Adam Kucharski va multiplier les exemples tout au long de son essai. Les bulles financières connaissent une évolution semblable à celle des épidémies : démarrage, croissance, pic, déclin. Le suicide de Robin Williams a provoqué une vague d’imitations. Pis, selon l’Université Columbia, une augmentation de 10% des suicides a été constatée dans les mois qui s’ensuivirent. Il existe des super-contaminateurs pour le VIH ou le Covid-19 comme il en existe pour les nouvelles tendances ou les publications sur les réseaux sociaux. En 2009, Warren Buffett comparait les rapports entre les banques et les MST : non seulement, il faut faire attention aux personnes avec qui l’on couche, mais également aux éventuels amant.e.s de ces mêmes personnes. Les établissements financiers ont ainsi été contaminés les uns après les autres durant la crise des subprimes. Leur modèle dissortatif mettait en liaison des grandes banques à haut risque avec des institutions plus modestes et saines. Le risque glissait d’une entité à l’autre en même temps que leurs échanges croissaient. Dans un autre registre, on a pu calculer un taux de reproduction de 0,63 pour les violences à Chicago. Ou expliquer comment des clusters de criminalité naissaient. Après une période d’incubation plus ou moins longue, les individus ayant été en contact avec la violence (par exemple domestique) ou le crime ont tendance à reproduire, en proportion significative, les actes qu’ils ont vus ou subis.

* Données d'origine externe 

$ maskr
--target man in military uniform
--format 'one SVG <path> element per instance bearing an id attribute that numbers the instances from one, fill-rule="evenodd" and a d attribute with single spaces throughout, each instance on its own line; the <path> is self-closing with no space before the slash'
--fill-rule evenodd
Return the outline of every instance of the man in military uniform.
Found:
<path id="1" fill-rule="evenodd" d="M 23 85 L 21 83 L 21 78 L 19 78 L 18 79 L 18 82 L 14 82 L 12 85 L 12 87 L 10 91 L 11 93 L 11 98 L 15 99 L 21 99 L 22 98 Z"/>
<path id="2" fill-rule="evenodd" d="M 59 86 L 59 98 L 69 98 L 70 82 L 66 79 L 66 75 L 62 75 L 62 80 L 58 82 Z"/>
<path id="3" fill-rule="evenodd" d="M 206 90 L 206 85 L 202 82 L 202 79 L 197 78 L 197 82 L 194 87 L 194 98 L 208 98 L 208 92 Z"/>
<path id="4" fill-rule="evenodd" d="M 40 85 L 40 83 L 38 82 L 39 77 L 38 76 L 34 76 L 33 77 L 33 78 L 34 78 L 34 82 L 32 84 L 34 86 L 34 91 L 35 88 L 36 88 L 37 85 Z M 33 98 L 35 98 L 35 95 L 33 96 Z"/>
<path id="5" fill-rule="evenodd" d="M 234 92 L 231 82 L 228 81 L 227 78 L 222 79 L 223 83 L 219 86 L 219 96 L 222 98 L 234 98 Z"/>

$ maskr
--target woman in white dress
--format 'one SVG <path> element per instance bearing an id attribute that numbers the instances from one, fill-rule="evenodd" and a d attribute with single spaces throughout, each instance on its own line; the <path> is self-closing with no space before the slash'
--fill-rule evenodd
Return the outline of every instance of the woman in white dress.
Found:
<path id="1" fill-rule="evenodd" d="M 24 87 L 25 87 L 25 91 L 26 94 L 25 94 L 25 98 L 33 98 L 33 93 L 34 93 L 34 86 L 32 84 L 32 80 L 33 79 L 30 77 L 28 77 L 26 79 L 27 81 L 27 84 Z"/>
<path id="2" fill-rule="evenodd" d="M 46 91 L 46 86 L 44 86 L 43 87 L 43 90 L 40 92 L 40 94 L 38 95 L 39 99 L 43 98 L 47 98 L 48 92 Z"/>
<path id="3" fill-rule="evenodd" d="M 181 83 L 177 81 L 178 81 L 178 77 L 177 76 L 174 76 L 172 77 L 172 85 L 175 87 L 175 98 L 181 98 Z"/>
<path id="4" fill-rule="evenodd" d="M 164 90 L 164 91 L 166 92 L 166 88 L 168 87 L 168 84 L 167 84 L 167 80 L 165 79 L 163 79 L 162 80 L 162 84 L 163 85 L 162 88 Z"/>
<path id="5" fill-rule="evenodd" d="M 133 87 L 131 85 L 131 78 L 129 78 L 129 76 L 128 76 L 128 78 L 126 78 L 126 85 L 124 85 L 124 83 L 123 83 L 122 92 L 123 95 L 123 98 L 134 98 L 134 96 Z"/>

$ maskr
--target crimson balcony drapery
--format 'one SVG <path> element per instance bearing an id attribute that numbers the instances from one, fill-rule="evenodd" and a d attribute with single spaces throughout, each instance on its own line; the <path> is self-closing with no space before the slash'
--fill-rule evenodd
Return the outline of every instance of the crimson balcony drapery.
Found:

Les Lois de la contagion comporte un corpus théorique relativement étoffé. Le lecteur est appelé à se familiariser avec Ronald Ross, Robert May, Everett Rogers, Klaus Dietz, Robert Koch, Thomas Bayes, mais aussi avec le modèle SIR de Kermack et McKendrick, les articulations entre homophilie, environnement partagé et contagion sociale, les bulles cognitives, l’effondrement de contexte, l’effet boomerang ou encore les diffusions par source commune et par propagation. Il nous est impossible de synthétiser plus de 300 pages d’un contenu foisonnant en quelques lignes. Ce qu’on retiendra avant tout de cet ouvrage, c’est sa capacité à transcender les disciplines pour en dégager des lois communes. Celles de la contagion. En les vulgarisant, Adam Kucharski contribue à diffuser une meilleure connaissance de phénomènes sociaux et sanitaires aussi divers qu’importants.